Patch 1.1 introduces new legendary items purchasable from merchants in the Beggars Corner and Kirzaka Castle areas, a village in the inner plains. These equipment offer higher stats than what was available at launch, but they do not address the root of the problem: they are vertical improvements that amplify the strengths of already strong builds without rebalancing weak ones. One correction, however, deserves full recognition: the group calculation for skill tests on the world map, which now considers the entire party instead of just the protagonist, substantially changes party building and makes it legitimate to delegate medicine, lockpicking, and outdoor survival to companions. It is worth noting, however, that some of these companions can only be obtained by completing certain tasks precisely: at least two recruitable figures in the second half of the game can be permanently lost due to dialogue choices or quest sequences not followed in the correct order.
Technically impeccable for what it offers
Swordhaven is not a demanding title.

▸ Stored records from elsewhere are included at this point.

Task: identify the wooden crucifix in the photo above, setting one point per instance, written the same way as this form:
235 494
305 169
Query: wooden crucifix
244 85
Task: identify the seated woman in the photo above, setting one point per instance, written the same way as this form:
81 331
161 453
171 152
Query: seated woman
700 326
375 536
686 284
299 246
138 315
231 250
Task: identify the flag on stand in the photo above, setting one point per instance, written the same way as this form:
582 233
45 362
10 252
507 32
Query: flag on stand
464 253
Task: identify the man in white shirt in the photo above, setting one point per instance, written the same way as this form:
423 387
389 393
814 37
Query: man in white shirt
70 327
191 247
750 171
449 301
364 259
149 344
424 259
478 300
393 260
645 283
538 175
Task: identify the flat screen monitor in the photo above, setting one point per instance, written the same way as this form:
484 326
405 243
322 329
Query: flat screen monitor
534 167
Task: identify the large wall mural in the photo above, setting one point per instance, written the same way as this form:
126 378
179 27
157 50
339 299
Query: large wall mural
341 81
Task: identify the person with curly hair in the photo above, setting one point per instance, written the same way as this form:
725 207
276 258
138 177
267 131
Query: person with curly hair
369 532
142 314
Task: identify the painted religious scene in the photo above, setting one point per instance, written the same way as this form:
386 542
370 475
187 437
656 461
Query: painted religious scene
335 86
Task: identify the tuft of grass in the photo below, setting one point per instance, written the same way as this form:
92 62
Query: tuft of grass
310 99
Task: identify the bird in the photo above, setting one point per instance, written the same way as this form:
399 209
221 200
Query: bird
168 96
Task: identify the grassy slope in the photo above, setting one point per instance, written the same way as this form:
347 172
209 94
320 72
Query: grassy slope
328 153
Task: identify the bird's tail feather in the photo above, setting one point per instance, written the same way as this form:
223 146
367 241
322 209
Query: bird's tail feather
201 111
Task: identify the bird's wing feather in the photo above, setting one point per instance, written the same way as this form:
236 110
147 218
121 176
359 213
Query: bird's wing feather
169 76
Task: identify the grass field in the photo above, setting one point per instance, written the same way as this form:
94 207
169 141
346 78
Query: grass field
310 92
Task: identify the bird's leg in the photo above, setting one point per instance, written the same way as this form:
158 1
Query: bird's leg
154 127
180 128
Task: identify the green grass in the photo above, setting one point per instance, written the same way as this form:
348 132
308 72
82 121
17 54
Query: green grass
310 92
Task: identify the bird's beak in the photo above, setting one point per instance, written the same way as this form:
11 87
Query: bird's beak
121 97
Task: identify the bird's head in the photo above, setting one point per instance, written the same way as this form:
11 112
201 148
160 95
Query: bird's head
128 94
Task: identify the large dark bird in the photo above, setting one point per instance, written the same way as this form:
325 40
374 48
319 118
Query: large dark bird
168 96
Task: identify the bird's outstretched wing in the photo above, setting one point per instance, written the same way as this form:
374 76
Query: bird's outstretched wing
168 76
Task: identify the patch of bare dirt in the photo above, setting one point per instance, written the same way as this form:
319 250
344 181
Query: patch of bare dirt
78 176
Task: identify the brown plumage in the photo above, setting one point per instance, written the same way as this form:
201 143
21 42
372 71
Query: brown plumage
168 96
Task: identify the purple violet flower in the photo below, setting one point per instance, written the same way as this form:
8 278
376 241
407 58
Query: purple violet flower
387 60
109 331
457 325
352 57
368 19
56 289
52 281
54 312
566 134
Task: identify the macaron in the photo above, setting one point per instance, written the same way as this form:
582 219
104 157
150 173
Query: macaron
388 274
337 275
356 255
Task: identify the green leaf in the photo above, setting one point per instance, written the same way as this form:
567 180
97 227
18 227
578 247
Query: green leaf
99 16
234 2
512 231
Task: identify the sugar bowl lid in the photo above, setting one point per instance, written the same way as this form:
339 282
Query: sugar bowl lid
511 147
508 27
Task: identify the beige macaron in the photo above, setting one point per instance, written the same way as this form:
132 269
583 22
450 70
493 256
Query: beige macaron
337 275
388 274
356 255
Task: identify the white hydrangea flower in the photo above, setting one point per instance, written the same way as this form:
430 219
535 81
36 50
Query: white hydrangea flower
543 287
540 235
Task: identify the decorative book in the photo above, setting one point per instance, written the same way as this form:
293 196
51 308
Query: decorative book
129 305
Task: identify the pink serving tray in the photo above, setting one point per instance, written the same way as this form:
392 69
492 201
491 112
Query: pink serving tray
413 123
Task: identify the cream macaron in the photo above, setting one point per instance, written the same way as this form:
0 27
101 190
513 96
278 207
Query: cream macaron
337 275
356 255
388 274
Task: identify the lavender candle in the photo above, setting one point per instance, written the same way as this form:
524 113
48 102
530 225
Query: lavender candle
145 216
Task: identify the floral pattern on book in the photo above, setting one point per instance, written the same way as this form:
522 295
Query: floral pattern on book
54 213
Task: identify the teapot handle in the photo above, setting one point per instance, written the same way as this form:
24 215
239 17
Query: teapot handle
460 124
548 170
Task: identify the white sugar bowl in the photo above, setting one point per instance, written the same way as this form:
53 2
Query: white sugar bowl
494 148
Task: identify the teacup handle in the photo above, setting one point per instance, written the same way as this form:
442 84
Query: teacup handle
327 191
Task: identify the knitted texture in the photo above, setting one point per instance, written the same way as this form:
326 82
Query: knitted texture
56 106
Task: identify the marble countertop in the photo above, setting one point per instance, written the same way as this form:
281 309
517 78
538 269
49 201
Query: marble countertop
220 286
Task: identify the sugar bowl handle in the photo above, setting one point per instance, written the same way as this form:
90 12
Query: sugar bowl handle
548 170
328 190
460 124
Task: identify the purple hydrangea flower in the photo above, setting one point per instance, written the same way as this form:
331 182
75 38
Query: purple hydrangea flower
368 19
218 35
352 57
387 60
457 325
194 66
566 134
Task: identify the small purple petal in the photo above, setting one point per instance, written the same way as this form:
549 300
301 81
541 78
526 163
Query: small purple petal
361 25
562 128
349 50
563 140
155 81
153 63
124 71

The fixed isometric view and moderate geometries leave the RTX 4060 very little to do: on the test configuration with SSD and ultrawide 21:9 monitor, the frame rate stably exceeds one hundred frames per second without perceptible stuttering, even in the most crowded encounters. Those with an older card will get the same experience.
Native and functional 21:9 support is present, but the interface betrays its original design: status bars, quick buttons, and information panels maintain spacing designed for 16:9, leaving noticeable side gaps in long sessions. No impact on gameplay, but it is a missed refinement.
Dynamic building transparency, introduced by the patch, however, solves a concrete problem: roofs and walls now fade when the group is indoors, eliminating the situational blindness that at launch forced camera rotation during indoor encounters. Sporadic crashes remain when loading some areas on the world map, without an identifiable systematic cause. The frequency is low, recovery via SSD is fast, but the flaw is still there.